本欄で大人気の京都市電600形、以前の米手さん投稿には、コメント数が36にも達して、急遽、別のスレッドを立てるという事態となりました。その米手さんとともに、“た~ちゃん”の介護投稿の資格認定を受けた私も、多数の600形のフィルムを預かっていました。以前にも「また投稿します」と宣言しておきながら、自分の投稿で忙しく、実施できませんでした。山陰から戻り、すぐ海外事情の視察(?)に向かわれた米手さんの留守中を見計らって、ご披露することにしました。
600形大好きの“た~ちゃん”は多くの写真を収めていた。学内の写真展「同志社をめぐる市電」でも紹介した、小雪舞う烏丸今出川を行く600形は、その代表的な写真。写真の撮影時期は、昭和35年前後で、まだ改造を受けず、95両全車が揃った全盛時代。昭和40年代、多くが改造されて、原型の600形は数両しか知らない私などには、羨望の時代に映る。

戦前、京都は下鴨で生まれ育った“た~ちゃん”、いちばん身近な乗り物は、もちろん市電であり、好きになっていったのは、自然の成り行きでした。なかでも、600形は、“た~ちゃん”生誕のほぼ同じ年から製造されており、いわば600形とともに人生を歩んできたことになります。このことは、本シリーズ“電車めぐり”⑱にも、詳しく書かれています。
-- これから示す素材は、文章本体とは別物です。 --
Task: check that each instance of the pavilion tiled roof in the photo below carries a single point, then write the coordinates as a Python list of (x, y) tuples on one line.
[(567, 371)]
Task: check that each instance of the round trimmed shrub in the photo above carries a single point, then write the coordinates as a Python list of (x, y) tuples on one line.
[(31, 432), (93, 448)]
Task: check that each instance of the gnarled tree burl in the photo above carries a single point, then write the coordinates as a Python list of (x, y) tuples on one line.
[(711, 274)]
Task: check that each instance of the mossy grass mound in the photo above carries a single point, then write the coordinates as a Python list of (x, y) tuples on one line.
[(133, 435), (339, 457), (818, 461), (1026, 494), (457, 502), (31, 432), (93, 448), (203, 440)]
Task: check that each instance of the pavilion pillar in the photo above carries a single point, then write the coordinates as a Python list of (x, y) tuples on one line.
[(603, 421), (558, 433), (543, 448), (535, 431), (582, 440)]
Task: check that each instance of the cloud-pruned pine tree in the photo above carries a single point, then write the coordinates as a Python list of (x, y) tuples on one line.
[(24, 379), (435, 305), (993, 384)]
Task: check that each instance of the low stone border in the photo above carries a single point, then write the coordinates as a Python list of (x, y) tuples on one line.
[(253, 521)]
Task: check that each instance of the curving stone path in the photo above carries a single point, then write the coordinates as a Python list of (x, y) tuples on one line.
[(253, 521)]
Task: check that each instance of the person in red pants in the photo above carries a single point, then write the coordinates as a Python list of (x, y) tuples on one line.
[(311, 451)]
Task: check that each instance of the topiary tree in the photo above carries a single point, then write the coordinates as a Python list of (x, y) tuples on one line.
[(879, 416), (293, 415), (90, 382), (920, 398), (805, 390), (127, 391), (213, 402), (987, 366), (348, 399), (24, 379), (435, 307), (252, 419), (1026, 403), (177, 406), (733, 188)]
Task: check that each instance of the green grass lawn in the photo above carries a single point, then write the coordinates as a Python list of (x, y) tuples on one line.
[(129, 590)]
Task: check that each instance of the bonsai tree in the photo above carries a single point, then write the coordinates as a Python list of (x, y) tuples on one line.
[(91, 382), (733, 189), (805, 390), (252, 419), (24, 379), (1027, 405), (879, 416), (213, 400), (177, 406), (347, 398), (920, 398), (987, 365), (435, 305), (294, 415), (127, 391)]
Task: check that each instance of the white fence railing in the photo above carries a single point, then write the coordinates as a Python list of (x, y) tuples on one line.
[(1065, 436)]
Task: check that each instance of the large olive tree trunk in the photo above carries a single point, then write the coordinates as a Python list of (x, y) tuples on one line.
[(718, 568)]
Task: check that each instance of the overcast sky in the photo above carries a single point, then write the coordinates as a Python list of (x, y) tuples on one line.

斬新なデザインの600形登場で、子供たちの人気者になりました。600形が来るまで、子供たちは待つほどでした。乗ったのが自慢になったのです。私もそのひとりでした。この青電スタイルがその後の京都市電型となり、長短、扉構造、色の濃淡の違いがあっても25年間も継続して造られました。
青色でもないのに「青電」と言ったのは、赤信号、青信号(緑)と言っているように子どもの感覚で名付けたのでしょう。(以上、原文抜粋)

背後の校舎群も懐かしい烏丸今出川、“た~ちゃん”は勉学の合間にもカメラを向けた。

烏丸今出川下ル、乾御門前の烏丸線6号系統の655号。

河原町今出川交差点を左に曲がって行く錦林車庫2号系統の676号。

逆に右に曲がり今出川通に入る668号、左手の富士銀行、信号指令塔も懐かしい。

「37分」が目立つ阪急電車の広告を横に見て、河原町今出川の電停に着く。まだ大宮が終点だった時代、ここから市電で行くとしても直通はなく、四条河原町から乗り換えを強いられる。大宮からは37分でも、大宮へ行くまでに37分以上掛かってしまう時代だった。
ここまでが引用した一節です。